Ecco uno dei pilastri dell’allegoria (mica tanto) diabetica riguarda proprio il cibo: durante la mia infanzia e parte dell’adolescenza provavo un certo fastidio nei confronti di coloro che, nonostante fossero a conoscenza della malattia, mangiavo senza ritegno cibi a me negati o comunque deleteri  per via dell’allora inevitabile sbocco verso una crisi iperglicemica con chetoacidosi e annessi, connessi, tant’è alla fine qualcosa assimilavo pure io con effetti appunto negativi (si parla degli anni 60 e primi 70 per la cronaca)

Poi col diventare adulto il fenomeno è andato a ridimensionarsi in apparenza, e senza alcun controllo procedevo a mangiare liberamente ma per fortuna senza esagerare, naturalmente nello sfondo la glicemia era e restava alterata, scompensata, i cui effetti sono andati ad accumularsi e presentare il conto poi vicino ai quarant’anni d’età.
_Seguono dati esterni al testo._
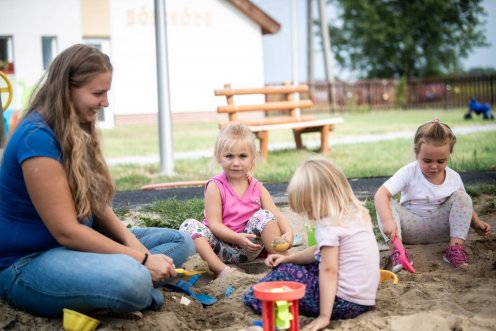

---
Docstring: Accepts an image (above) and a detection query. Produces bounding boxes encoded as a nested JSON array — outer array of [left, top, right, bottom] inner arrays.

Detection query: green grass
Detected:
[[101, 108, 493, 157], [115, 183, 496, 246], [103, 109, 496, 191], [111, 130, 496, 191]]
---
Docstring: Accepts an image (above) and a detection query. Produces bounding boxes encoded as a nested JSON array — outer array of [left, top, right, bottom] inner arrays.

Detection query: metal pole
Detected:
[[154, 0, 174, 175], [306, 0, 314, 84], [318, 0, 336, 112], [291, 0, 301, 116]]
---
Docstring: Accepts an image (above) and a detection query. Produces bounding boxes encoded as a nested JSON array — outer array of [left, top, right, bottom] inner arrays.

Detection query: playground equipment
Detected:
[[0, 70, 13, 112], [253, 281, 305, 331], [1, 70, 14, 147], [464, 98, 494, 120]]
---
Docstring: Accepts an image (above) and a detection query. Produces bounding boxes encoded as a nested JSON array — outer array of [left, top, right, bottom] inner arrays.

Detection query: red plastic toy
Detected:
[[253, 281, 306, 331]]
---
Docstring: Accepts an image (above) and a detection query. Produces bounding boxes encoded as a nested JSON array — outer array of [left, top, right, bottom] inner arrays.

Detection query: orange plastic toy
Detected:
[[253, 281, 306, 331]]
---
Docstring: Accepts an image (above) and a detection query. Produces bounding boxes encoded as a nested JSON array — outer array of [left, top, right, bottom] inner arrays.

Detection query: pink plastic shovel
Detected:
[[391, 235, 416, 273]]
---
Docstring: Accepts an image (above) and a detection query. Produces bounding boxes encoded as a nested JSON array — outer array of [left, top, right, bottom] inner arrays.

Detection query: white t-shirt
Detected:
[[315, 214, 380, 306], [384, 161, 465, 217]]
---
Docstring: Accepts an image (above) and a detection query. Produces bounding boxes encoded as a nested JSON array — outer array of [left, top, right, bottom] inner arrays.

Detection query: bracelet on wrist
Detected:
[[141, 253, 149, 265]]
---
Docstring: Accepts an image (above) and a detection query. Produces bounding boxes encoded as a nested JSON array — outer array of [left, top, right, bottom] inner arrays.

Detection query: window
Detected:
[[0, 36, 14, 73], [42, 36, 57, 70]]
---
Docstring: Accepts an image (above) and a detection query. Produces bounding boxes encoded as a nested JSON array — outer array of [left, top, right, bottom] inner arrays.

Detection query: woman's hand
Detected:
[[237, 233, 262, 252], [264, 254, 287, 268], [144, 253, 176, 283], [302, 315, 331, 331]]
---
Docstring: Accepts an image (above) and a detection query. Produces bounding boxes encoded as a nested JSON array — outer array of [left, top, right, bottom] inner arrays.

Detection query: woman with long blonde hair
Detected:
[[0, 44, 194, 317]]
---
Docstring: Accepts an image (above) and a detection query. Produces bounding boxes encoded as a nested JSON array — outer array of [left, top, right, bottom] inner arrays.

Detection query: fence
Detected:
[[269, 74, 495, 112]]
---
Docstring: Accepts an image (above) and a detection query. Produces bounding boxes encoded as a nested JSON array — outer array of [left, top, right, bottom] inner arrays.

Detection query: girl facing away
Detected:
[[179, 123, 293, 278], [0, 44, 195, 318], [243, 156, 380, 331], [375, 119, 491, 272]]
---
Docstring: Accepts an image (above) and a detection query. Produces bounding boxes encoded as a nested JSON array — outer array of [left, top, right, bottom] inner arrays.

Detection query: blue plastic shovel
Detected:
[[165, 274, 217, 306]]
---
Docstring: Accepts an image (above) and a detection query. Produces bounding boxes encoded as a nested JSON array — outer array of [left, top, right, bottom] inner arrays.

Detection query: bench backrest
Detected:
[[214, 83, 313, 123]]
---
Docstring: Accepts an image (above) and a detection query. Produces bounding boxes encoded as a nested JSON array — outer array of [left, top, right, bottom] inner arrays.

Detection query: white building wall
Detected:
[[1, 0, 267, 119], [0, 0, 82, 109], [110, 0, 265, 115]]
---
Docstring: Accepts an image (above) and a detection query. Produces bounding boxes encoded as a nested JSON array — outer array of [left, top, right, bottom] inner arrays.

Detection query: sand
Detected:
[[1, 195, 495, 331]]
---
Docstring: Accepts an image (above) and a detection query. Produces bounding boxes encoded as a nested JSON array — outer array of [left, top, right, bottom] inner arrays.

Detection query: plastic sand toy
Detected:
[[272, 237, 290, 252], [174, 268, 208, 276], [253, 281, 305, 331], [165, 274, 217, 305], [392, 236, 416, 273], [380, 269, 399, 284], [63, 308, 100, 331], [304, 222, 316, 246]]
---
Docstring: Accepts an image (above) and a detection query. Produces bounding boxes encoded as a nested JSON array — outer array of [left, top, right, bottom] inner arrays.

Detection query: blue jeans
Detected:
[[0, 227, 195, 317]]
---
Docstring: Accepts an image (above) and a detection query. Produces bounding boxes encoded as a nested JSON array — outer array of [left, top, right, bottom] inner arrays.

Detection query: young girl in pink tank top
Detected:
[[179, 124, 293, 278]]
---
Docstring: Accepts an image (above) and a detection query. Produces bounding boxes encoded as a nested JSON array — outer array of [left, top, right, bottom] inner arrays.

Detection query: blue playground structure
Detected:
[[465, 98, 494, 120]]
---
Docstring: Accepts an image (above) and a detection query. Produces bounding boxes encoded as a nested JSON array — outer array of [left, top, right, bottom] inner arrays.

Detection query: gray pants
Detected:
[[377, 191, 472, 244]]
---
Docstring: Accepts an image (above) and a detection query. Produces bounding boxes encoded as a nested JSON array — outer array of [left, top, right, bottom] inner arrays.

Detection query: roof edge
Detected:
[[228, 0, 281, 35]]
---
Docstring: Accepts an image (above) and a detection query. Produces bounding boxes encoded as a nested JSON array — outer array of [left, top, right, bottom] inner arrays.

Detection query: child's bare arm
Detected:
[[470, 210, 491, 238], [260, 186, 294, 242], [267, 246, 317, 267], [374, 185, 396, 239]]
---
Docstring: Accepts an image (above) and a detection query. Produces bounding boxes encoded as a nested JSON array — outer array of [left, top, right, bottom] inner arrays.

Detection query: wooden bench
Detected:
[[214, 83, 344, 161]]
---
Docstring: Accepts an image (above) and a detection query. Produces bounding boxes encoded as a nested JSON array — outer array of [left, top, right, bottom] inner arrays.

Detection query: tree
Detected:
[[328, 0, 489, 78]]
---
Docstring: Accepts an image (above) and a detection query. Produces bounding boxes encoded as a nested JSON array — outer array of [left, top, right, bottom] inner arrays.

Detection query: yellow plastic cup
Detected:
[[304, 221, 316, 246], [63, 308, 100, 331]]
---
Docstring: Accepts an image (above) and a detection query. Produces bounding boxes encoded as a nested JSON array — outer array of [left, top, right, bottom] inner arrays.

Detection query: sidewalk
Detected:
[[106, 124, 496, 166]]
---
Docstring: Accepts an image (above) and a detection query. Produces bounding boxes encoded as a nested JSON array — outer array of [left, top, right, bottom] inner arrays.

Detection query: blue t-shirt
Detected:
[[0, 112, 64, 268]]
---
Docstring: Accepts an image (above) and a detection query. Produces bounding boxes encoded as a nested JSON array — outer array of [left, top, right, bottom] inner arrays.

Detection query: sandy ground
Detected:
[[1, 196, 495, 331]]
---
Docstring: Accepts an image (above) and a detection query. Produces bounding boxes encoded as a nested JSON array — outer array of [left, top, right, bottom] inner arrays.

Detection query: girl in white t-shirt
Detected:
[[243, 156, 379, 331], [375, 119, 491, 272]]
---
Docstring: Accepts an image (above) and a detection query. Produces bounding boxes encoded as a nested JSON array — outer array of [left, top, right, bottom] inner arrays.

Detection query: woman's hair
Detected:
[[214, 123, 258, 175], [25, 44, 114, 220], [288, 155, 371, 226], [414, 119, 457, 155]]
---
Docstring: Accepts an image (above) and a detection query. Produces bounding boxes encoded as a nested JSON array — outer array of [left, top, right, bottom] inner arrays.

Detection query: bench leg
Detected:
[[320, 124, 330, 153], [293, 129, 304, 150], [255, 131, 269, 162]]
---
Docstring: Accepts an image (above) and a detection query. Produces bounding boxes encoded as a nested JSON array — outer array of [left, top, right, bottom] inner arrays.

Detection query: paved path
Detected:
[[106, 124, 496, 166]]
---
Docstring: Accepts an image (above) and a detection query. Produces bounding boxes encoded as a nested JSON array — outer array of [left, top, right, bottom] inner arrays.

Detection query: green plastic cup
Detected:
[[304, 222, 316, 246]]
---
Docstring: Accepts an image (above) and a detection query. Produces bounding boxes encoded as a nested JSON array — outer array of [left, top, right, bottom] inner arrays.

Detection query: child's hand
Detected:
[[281, 231, 294, 246], [237, 233, 262, 252], [472, 219, 491, 238], [302, 315, 330, 331], [265, 254, 286, 268], [382, 220, 397, 240]]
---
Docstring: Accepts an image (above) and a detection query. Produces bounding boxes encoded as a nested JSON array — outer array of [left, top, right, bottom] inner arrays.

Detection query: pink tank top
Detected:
[[203, 172, 262, 233]]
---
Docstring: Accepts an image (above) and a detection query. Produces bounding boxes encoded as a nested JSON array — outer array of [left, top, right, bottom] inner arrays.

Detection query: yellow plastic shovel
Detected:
[[174, 268, 208, 276]]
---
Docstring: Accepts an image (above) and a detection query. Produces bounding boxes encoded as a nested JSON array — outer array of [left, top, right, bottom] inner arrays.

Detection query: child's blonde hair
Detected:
[[414, 119, 457, 155], [214, 123, 258, 175], [288, 156, 371, 226]]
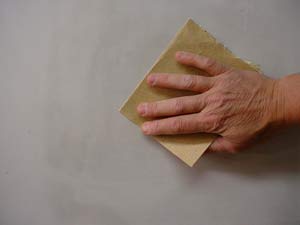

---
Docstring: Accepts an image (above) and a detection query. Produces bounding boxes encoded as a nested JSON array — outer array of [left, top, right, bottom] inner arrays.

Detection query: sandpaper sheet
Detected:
[[119, 19, 258, 167]]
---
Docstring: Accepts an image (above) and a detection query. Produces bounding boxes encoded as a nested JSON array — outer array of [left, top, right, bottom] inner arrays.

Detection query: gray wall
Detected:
[[0, 0, 299, 224]]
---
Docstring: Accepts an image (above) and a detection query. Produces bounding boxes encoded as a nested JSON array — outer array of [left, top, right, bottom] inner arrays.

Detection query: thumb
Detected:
[[208, 136, 238, 153]]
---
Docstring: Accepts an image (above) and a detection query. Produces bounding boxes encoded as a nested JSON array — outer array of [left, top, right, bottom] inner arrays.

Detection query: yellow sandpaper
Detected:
[[119, 19, 258, 167]]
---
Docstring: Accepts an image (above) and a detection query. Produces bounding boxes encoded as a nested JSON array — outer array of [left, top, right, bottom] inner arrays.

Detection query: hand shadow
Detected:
[[176, 125, 300, 182], [142, 124, 299, 182]]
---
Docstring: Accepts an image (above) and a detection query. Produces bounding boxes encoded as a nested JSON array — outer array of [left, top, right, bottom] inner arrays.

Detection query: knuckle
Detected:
[[147, 103, 158, 115], [174, 99, 185, 114], [211, 115, 224, 132], [193, 95, 204, 111], [171, 118, 185, 133], [182, 75, 197, 89], [204, 58, 217, 69], [217, 94, 227, 106], [151, 121, 159, 133], [221, 69, 239, 81], [202, 114, 224, 133], [214, 76, 225, 85], [201, 93, 209, 104], [208, 92, 228, 107]]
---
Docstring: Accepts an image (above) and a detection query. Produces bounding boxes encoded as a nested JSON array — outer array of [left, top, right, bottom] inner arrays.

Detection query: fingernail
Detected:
[[142, 122, 151, 135], [137, 103, 147, 116], [147, 75, 156, 86]]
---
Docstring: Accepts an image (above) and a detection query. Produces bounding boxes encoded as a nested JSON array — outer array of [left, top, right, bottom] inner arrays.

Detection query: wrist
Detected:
[[277, 74, 300, 125], [265, 78, 286, 127]]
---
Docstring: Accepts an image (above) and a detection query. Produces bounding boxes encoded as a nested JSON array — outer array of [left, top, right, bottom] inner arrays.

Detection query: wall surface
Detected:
[[0, 0, 299, 225]]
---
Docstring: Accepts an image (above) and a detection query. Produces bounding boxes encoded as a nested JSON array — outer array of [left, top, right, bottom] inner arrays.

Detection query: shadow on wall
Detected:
[[167, 125, 300, 180]]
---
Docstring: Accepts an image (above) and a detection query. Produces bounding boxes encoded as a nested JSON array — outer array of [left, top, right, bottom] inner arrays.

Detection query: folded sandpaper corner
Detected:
[[119, 19, 258, 167]]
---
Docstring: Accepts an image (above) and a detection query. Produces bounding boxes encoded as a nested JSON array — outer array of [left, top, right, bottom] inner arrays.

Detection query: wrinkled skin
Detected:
[[136, 51, 290, 153]]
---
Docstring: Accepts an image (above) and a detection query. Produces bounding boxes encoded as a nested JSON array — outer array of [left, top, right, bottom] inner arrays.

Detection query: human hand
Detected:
[[137, 51, 284, 153]]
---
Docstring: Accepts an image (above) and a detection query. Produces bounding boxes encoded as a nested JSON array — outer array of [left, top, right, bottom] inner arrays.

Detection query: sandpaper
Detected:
[[119, 19, 258, 167]]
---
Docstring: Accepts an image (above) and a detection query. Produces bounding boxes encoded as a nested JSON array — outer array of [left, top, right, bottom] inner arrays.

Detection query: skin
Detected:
[[136, 51, 300, 153]]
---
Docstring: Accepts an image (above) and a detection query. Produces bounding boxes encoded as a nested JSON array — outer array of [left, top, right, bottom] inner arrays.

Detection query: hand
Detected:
[[137, 51, 284, 153]]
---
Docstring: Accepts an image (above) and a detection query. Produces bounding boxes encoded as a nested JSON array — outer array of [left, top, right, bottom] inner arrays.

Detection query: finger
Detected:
[[141, 113, 210, 135], [208, 137, 238, 153], [175, 51, 229, 76], [137, 94, 206, 118], [147, 73, 215, 92]]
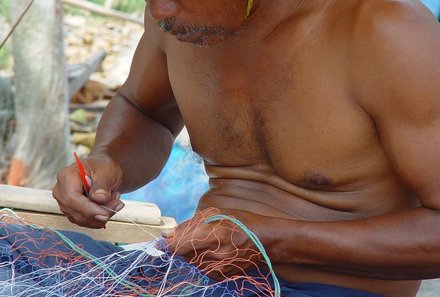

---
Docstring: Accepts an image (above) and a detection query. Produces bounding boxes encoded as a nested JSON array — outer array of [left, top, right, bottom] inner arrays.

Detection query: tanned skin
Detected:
[[53, 0, 440, 296]]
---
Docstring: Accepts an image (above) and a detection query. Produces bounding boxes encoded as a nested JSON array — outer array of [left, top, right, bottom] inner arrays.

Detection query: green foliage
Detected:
[[0, 45, 10, 70], [0, 0, 10, 20], [87, 0, 145, 13], [112, 0, 146, 13], [0, 0, 10, 71], [87, 0, 105, 5]]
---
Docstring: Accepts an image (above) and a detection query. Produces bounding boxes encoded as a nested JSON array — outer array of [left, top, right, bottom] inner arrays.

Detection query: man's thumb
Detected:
[[161, 228, 176, 239], [89, 176, 115, 204]]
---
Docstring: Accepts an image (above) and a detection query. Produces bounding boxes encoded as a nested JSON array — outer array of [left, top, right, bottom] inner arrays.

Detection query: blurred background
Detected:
[[423, 0, 440, 15]]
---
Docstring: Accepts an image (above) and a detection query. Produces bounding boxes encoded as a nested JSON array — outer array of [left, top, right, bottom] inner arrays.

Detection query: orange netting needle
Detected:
[[73, 152, 91, 196]]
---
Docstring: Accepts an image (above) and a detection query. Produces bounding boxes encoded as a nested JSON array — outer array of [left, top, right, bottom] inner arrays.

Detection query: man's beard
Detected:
[[158, 17, 227, 47]]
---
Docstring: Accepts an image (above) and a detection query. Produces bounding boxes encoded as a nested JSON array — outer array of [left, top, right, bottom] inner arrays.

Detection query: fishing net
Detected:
[[123, 142, 209, 223], [0, 77, 15, 183], [0, 0, 71, 188], [0, 208, 279, 297], [7, 0, 70, 189]]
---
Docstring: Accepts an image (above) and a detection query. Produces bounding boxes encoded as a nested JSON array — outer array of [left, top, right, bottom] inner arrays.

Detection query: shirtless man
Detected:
[[52, 0, 440, 296]]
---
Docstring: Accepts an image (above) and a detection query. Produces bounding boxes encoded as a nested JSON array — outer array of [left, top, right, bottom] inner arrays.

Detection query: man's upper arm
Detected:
[[118, 10, 183, 136], [353, 1, 440, 209]]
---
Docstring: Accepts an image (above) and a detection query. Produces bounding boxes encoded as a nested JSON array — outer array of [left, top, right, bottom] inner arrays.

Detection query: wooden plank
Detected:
[[0, 185, 178, 243], [11, 210, 176, 244], [67, 49, 107, 99], [0, 185, 163, 225], [61, 0, 143, 25], [69, 99, 109, 112]]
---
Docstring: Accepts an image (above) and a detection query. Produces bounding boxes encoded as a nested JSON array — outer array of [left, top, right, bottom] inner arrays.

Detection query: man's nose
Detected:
[[148, 0, 180, 20]]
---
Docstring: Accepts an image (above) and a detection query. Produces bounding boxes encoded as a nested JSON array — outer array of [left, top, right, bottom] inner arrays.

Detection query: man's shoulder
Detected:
[[345, 0, 440, 75], [350, 0, 436, 36], [354, 0, 429, 17], [323, 0, 436, 58], [347, 0, 440, 119]]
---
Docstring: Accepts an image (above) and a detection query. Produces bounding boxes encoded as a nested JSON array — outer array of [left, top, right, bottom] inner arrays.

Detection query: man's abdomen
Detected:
[[199, 164, 422, 297]]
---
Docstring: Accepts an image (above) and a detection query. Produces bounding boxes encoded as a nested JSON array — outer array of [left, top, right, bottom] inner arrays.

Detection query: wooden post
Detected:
[[61, 0, 143, 25], [8, 0, 70, 189], [67, 49, 106, 99]]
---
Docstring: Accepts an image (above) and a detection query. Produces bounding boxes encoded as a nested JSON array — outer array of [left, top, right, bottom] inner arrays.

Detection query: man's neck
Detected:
[[249, 0, 317, 15], [241, 0, 324, 40]]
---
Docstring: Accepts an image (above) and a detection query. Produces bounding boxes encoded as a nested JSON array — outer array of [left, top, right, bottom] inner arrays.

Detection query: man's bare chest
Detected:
[[166, 45, 384, 188]]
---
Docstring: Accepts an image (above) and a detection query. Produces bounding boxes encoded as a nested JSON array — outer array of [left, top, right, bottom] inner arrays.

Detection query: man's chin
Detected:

La sintesi è presto detto nel rapporto con il cibo: si tratta di una parabola con curva ascendente dal principio e rimasta alta tra i 20 e 45 anni, per poi cominciare a scendere e continuare a farlo fino ad oggi.

E se nella fase precedente vivevo in una sorta di diabulimia, nel presente quanto accaduto e vissuto rappresenta e costituisce un ricordo, nel bene e nel male. Ora posso permettermi di vivere il rapporto col cibo senza dilemmi e patemi d’animo postumi, in quanto laddove si presentano anche solo delle brevi incursioni iperglicemiche  immediatamente riesco a rintuzzarle e normalizzarle.

Concludo facendo un esempio positivo: ieri al risveglio avevo la glicemia a 58 quindi ipoglicemia, sospendo l’infusione d’insulina e siccome tra i farmaci prescritti in terapia a colazione c’è pure l’alendronato per contrastare l’osteoporosi, il quale una volta inghiottito richiede mezz’ora di digiuno e di posizione eretta, all’interno di quel lasso di tempo mi preparo per andare a lavorare e faccio così colazione al bar. Bene ordine un buon cappuccino cui aggiungo una bustina di zucchero e una sfogliatella ripiena di crema pasticciera. Dopo mezz’ora dalla colazione la glicemia si trova a 106 in salita, allora erogo il bolo di 4 unità, e dopo tre ore la glicemia sta a 154 mg/dl.